Berlin police arrest man suspected of being an accomplice to Holocaust Memorial stabbing

BERLIN (AP) — An alleged accomplice of a man who was convicted of stabbing and seriously wounding a Spanish tourist at Berlin’s Holocaust Memorial last year was arrested in the German capital on Wednesday.

The Syrian national, identified only as Khalaf A. in line with German privacy rules, is suspected of being an accessory to attempted murder and bodily harm, federal prosecutors said in a statement.

They said that he spent the afternoon before the attack on Feb. 21, 2025, with the man convicted of the stabbing, Wassim Al M., and encouraged him to carry out his plan.

Wassim Al M., also a Syrian citizen, was convicted in March on charges including attempted murder and attempted membership in a foreign terrorist organization.
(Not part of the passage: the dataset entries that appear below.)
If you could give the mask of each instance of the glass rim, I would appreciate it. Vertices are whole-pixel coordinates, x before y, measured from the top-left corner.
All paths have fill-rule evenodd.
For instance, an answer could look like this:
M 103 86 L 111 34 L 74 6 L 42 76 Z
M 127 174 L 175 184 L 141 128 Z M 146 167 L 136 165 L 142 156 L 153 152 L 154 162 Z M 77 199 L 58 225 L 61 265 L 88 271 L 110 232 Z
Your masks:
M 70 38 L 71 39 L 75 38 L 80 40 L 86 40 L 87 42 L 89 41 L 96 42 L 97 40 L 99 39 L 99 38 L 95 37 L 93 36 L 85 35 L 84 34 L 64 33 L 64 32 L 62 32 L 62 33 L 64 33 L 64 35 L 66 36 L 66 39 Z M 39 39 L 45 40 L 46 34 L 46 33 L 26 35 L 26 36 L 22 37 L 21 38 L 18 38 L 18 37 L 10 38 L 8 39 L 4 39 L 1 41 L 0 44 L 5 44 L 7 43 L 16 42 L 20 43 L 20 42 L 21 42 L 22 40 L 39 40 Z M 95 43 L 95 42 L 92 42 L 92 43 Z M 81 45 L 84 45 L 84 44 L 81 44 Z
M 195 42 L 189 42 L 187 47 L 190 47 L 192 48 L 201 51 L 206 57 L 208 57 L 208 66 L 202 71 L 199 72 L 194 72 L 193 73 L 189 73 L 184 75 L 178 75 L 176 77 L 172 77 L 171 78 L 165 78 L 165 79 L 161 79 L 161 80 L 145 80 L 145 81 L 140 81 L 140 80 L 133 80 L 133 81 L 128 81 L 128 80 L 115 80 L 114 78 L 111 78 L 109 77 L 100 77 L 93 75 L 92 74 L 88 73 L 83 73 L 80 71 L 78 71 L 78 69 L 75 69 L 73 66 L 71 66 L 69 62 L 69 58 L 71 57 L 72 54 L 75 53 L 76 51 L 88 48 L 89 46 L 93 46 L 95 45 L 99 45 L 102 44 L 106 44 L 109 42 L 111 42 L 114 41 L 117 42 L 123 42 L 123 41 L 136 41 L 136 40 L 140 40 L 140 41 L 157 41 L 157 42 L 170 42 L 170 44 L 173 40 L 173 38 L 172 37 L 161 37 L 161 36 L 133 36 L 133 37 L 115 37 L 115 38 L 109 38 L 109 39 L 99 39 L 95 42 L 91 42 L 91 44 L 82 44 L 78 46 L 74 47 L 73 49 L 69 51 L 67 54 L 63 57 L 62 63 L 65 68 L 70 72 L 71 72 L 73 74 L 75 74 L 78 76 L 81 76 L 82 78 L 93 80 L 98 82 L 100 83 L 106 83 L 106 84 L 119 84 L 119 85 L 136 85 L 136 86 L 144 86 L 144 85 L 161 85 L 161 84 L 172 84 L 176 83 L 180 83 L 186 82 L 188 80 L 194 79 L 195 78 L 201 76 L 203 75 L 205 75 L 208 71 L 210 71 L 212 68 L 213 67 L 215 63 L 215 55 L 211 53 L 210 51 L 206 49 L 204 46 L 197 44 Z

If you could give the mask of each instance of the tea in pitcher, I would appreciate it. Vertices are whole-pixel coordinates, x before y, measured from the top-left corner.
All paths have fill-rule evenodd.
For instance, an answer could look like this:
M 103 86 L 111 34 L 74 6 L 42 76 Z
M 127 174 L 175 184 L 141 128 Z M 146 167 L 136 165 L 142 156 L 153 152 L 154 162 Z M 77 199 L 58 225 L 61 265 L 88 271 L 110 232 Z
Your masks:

He was sentenced to 13 years in prison.

The Berlin district court found that he traveled from Leipzig to Berlin to carry out an attack in the name of the Islamic State group.
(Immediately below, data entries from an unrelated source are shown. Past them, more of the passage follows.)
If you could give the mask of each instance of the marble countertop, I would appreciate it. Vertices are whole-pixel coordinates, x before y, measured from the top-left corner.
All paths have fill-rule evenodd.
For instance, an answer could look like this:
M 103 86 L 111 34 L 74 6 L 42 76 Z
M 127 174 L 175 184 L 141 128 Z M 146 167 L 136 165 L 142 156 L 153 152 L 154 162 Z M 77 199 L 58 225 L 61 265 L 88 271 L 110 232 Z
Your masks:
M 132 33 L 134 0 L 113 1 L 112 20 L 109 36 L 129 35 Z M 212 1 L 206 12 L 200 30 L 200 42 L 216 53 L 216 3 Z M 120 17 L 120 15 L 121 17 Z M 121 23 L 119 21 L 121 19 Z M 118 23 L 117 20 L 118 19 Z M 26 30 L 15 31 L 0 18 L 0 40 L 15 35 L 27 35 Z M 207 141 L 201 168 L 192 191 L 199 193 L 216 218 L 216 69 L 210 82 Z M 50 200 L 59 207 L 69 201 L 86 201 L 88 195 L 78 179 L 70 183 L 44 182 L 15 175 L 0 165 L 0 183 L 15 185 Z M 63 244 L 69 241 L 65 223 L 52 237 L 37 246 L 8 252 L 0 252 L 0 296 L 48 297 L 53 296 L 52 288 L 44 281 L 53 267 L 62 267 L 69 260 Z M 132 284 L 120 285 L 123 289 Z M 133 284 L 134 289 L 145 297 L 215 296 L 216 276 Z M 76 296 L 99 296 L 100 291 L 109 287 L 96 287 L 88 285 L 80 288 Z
He chose the Holocaust Memorial because “he believed he would find people of Jewish faith there,” presiding judge Doris Husch said at the time, and he stabbed the Spanish tourist in the throat before shouting “Allahu akbar,” or “God is great.”
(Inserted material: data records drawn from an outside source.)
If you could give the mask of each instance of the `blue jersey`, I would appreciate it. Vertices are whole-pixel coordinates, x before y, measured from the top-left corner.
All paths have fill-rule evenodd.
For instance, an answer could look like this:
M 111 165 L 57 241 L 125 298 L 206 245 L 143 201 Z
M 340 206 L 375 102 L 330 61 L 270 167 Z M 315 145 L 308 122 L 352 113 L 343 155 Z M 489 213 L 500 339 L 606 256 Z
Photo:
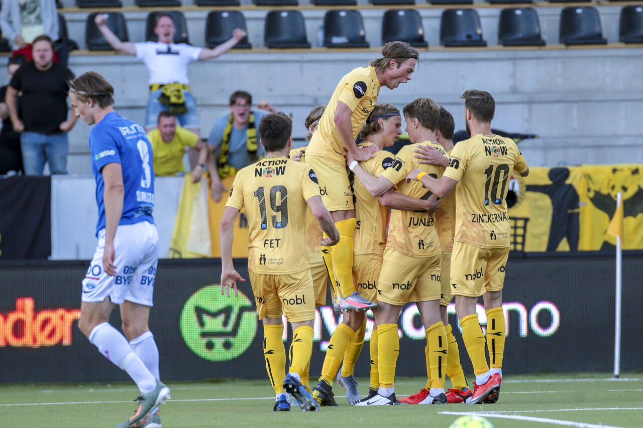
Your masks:
M 91 170 L 96 179 L 98 222 L 96 235 L 105 228 L 105 182 L 102 170 L 108 163 L 120 163 L 123 171 L 123 213 L 118 224 L 142 221 L 154 224 L 154 171 L 152 145 L 145 130 L 115 112 L 108 113 L 89 133 Z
The Memorial to the Murdered Jews of Europe, a field of 2,700 gray concrete slabs near the Brandenburg Gate in the heart of Berlin, honors the 6 million Jews killed in the Holocaust.

The stabbing took place two days before a German national election in which migration became a central issue, pushed to the forefront by a string of deadly attacks involving immigrants in the months before the vote.